Wien (OTS) - Nach Rechtsauffassung des Gewerkschaftlichen
Linksblocks (GLB) haben weder die Regierung noch die Gewerkschaft ein
Verhandlungsmandat über die ÖBB-Pensionen. GLB-Sekretär Anton Hedenig
verlangt die Einleitung einer Urabstimmung über eine Grundposition
der ÖBB-Bediensteten.
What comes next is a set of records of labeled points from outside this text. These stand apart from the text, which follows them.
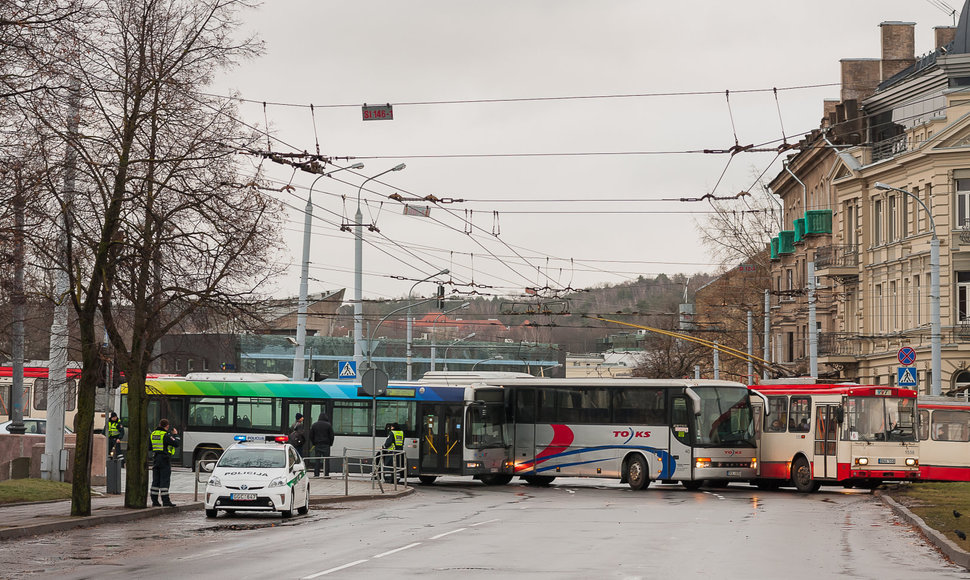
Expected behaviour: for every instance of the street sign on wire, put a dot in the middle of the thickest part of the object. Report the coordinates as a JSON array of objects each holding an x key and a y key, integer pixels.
[
  {"x": 378, "y": 112},
  {"x": 906, "y": 377},
  {"x": 906, "y": 355},
  {"x": 346, "y": 369}
]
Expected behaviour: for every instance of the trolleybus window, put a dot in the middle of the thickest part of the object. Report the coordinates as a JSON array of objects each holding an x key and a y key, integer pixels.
[
  {"x": 879, "y": 419},
  {"x": 778, "y": 414}
]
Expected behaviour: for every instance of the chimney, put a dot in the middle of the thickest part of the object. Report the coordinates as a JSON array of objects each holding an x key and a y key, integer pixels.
[
  {"x": 898, "y": 47},
  {"x": 860, "y": 77},
  {"x": 944, "y": 35}
]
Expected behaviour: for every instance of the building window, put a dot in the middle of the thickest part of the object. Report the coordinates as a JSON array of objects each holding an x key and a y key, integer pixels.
[
  {"x": 917, "y": 301},
  {"x": 891, "y": 229},
  {"x": 963, "y": 295},
  {"x": 963, "y": 202},
  {"x": 877, "y": 222},
  {"x": 878, "y": 306}
]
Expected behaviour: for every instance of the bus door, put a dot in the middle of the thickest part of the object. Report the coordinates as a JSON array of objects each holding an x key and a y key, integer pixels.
[
  {"x": 440, "y": 445},
  {"x": 310, "y": 409},
  {"x": 681, "y": 440},
  {"x": 826, "y": 430}
]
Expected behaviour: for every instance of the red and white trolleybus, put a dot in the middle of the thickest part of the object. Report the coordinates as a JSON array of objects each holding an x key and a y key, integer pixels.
[{"x": 835, "y": 434}]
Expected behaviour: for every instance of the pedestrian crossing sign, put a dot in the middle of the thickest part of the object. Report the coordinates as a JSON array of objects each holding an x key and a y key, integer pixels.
[
  {"x": 906, "y": 377},
  {"x": 347, "y": 369}
]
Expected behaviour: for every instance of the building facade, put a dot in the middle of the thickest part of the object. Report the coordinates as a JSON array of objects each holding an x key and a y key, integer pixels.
[{"x": 857, "y": 256}]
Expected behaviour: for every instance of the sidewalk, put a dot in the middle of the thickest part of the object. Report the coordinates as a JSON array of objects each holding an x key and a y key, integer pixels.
[{"x": 20, "y": 520}]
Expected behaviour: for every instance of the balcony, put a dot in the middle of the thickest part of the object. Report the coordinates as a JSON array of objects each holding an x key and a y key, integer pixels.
[
  {"x": 888, "y": 148},
  {"x": 838, "y": 261}
]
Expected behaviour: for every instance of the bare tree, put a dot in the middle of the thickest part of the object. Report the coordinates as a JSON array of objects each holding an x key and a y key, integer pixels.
[{"x": 162, "y": 224}]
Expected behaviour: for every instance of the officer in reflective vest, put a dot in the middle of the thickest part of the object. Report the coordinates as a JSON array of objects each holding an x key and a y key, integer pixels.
[
  {"x": 164, "y": 443},
  {"x": 115, "y": 432}
]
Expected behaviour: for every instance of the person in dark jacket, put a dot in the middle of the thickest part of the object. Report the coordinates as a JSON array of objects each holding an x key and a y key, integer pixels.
[
  {"x": 298, "y": 434},
  {"x": 321, "y": 436}
]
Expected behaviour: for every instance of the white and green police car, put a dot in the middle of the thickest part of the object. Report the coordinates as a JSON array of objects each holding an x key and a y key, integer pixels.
[{"x": 258, "y": 473}]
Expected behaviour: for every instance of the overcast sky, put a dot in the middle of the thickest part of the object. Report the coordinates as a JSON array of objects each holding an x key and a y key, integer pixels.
[{"x": 559, "y": 193}]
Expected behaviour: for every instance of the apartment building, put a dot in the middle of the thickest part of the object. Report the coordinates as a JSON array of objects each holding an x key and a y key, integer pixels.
[{"x": 905, "y": 122}]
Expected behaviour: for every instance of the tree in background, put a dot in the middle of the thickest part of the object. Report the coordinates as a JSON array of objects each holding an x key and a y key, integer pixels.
[{"x": 161, "y": 226}]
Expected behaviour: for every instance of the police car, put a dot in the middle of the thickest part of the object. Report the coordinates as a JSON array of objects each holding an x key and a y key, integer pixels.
[{"x": 258, "y": 473}]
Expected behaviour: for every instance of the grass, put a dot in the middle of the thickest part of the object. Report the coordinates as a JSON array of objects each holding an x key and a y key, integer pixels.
[
  {"x": 936, "y": 503},
  {"x": 25, "y": 490}
]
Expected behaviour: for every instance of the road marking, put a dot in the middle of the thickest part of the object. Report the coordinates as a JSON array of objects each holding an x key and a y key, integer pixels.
[
  {"x": 398, "y": 550},
  {"x": 337, "y": 569},
  {"x": 447, "y": 533}
]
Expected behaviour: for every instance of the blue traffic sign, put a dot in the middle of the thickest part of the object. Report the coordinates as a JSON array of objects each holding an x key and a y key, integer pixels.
[
  {"x": 906, "y": 355},
  {"x": 347, "y": 369},
  {"x": 906, "y": 377}
]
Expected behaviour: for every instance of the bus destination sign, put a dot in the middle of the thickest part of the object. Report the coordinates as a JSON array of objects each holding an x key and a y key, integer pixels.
[{"x": 378, "y": 112}]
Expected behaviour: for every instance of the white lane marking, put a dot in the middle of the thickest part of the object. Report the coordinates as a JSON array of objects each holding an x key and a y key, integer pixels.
[
  {"x": 337, "y": 569},
  {"x": 398, "y": 550},
  {"x": 446, "y": 533}
]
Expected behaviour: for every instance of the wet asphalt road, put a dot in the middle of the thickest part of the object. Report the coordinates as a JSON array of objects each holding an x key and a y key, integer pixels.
[{"x": 577, "y": 528}]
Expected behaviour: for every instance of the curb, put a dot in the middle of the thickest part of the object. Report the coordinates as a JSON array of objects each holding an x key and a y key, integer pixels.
[
  {"x": 122, "y": 514},
  {"x": 956, "y": 554}
]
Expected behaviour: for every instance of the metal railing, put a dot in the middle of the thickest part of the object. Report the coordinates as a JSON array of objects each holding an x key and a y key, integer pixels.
[{"x": 837, "y": 256}]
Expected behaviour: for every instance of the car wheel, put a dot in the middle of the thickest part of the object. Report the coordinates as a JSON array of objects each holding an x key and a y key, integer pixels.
[
  {"x": 306, "y": 503},
  {"x": 289, "y": 513}
]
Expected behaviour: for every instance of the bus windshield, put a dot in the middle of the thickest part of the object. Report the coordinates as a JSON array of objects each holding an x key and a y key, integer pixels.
[
  {"x": 485, "y": 422},
  {"x": 725, "y": 417},
  {"x": 882, "y": 419}
]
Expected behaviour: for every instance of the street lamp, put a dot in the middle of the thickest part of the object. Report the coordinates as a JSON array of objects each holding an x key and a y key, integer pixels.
[
  {"x": 411, "y": 321},
  {"x": 935, "y": 329},
  {"x": 493, "y": 357},
  {"x": 453, "y": 343},
  {"x": 434, "y": 328},
  {"x": 358, "y": 269},
  {"x": 305, "y": 275}
]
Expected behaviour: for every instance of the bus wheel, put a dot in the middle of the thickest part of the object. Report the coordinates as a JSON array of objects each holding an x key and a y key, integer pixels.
[
  {"x": 801, "y": 476},
  {"x": 637, "y": 473},
  {"x": 496, "y": 479}
]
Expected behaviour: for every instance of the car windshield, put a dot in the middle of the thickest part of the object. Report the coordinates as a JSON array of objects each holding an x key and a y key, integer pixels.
[{"x": 261, "y": 458}]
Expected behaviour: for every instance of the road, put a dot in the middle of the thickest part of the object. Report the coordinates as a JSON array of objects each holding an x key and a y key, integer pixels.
[{"x": 576, "y": 528}]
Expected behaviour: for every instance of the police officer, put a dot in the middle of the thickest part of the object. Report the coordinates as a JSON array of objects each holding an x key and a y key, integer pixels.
[
  {"x": 115, "y": 433},
  {"x": 394, "y": 442},
  {"x": 164, "y": 444}
]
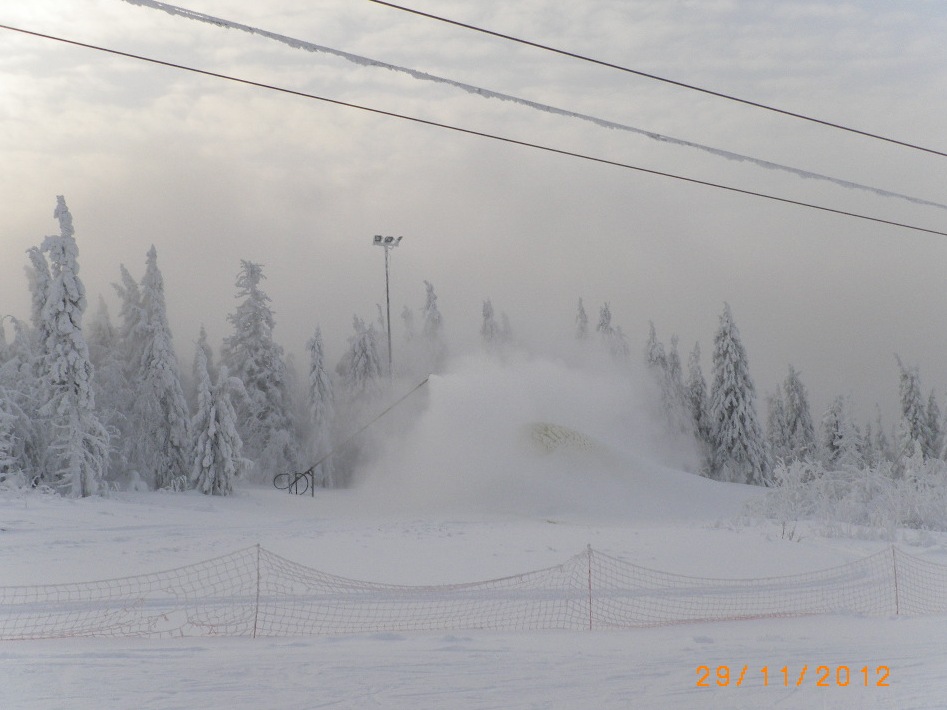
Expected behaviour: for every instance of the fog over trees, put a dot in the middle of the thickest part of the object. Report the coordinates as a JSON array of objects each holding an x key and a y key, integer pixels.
[{"x": 89, "y": 405}]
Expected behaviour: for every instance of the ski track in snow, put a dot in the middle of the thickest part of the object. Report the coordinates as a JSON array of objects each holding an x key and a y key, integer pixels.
[
  {"x": 490, "y": 94},
  {"x": 46, "y": 539}
]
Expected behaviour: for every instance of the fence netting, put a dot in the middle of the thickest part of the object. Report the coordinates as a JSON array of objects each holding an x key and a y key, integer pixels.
[{"x": 254, "y": 592}]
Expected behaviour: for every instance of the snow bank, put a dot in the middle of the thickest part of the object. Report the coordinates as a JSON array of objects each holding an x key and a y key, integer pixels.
[{"x": 468, "y": 450}]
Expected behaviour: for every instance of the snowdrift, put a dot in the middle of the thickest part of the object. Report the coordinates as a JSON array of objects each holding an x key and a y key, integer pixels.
[{"x": 542, "y": 438}]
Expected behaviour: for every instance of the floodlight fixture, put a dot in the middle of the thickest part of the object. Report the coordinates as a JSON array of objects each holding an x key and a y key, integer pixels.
[{"x": 389, "y": 243}]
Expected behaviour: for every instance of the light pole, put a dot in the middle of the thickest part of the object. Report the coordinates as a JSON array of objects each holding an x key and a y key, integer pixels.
[{"x": 388, "y": 243}]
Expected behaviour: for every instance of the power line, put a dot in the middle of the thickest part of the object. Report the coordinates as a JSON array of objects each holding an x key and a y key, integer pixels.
[
  {"x": 481, "y": 134},
  {"x": 673, "y": 82},
  {"x": 490, "y": 94}
]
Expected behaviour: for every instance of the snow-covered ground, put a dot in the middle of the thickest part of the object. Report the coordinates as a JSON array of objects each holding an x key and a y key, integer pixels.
[
  {"x": 466, "y": 495},
  {"x": 47, "y": 539}
]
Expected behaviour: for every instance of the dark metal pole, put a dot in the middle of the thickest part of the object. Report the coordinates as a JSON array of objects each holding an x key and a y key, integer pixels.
[{"x": 388, "y": 306}]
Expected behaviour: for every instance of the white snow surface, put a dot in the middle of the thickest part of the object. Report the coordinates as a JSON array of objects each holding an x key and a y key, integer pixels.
[{"x": 462, "y": 497}]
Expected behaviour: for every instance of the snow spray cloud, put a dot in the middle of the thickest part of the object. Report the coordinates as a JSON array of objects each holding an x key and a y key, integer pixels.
[
  {"x": 475, "y": 447},
  {"x": 490, "y": 94}
]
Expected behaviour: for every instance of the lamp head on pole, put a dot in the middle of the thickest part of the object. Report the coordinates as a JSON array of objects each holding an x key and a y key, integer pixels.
[{"x": 388, "y": 242}]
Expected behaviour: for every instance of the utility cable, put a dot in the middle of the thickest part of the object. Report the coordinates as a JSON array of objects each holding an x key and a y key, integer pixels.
[
  {"x": 673, "y": 82},
  {"x": 490, "y": 94},
  {"x": 468, "y": 131}
]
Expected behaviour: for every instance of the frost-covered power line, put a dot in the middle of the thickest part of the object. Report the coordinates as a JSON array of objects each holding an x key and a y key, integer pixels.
[
  {"x": 481, "y": 134},
  {"x": 490, "y": 94},
  {"x": 673, "y": 82}
]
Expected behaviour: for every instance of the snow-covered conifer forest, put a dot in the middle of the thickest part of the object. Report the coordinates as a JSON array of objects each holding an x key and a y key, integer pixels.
[{"x": 89, "y": 406}]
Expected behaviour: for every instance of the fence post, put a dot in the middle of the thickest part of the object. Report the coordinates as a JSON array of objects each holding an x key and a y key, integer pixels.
[
  {"x": 589, "y": 550},
  {"x": 894, "y": 564},
  {"x": 256, "y": 606}
]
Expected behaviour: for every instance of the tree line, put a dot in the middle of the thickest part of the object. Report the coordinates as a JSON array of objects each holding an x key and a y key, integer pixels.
[{"x": 88, "y": 407}]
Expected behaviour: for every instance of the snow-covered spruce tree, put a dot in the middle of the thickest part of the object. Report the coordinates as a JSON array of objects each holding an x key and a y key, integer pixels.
[
  {"x": 23, "y": 382},
  {"x": 698, "y": 404},
  {"x": 162, "y": 420},
  {"x": 934, "y": 426},
  {"x": 114, "y": 398},
  {"x": 581, "y": 322},
  {"x": 360, "y": 367},
  {"x": 800, "y": 429},
  {"x": 80, "y": 444},
  {"x": 37, "y": 275},
  {"x": 432, "y": 331},
  {"x": 407, "y": 318},
  {"x": 738, "y": 444},
  {"x": 913, "y": 426},
  {"x": 668, "y": 374},
  {"x": 613, "y": 339},
  {"x": 265, "y": 416},
  {"x": 11, "y": 471},
  {"x": 841, "y": 440},
  {"x": 777, "y": 433},
  {"x": 217, "y": 451},
  {"x": 204, "y": 346},
  {"x": 321, "y": 412}
]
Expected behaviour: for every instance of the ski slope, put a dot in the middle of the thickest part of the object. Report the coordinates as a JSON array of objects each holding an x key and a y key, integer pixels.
[{"x": 437, "y": 506}]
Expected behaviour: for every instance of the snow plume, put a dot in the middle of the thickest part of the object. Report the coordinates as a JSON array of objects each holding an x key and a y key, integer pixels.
[
  {"x": 479, "y": 445},
  {"x": 489, "y": 94}
]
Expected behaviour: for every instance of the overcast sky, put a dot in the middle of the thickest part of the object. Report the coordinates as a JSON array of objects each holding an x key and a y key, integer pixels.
[{"x": 212, "y": 172}]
Erst auf dieser Basis könne die Gewerkschaft
Verhandlungen mit der Unternehmensleitung und der Regierung
aufnehmen.
Für den Fall eines gesetzlichen Eingriffes in die Verträge der
ÖBB-Bediensteten wird der GLB eine Sammelklage initiieren und ruft
alle Kolleginnen und Kollegen auf, sich diesem Schritt anzuschließen.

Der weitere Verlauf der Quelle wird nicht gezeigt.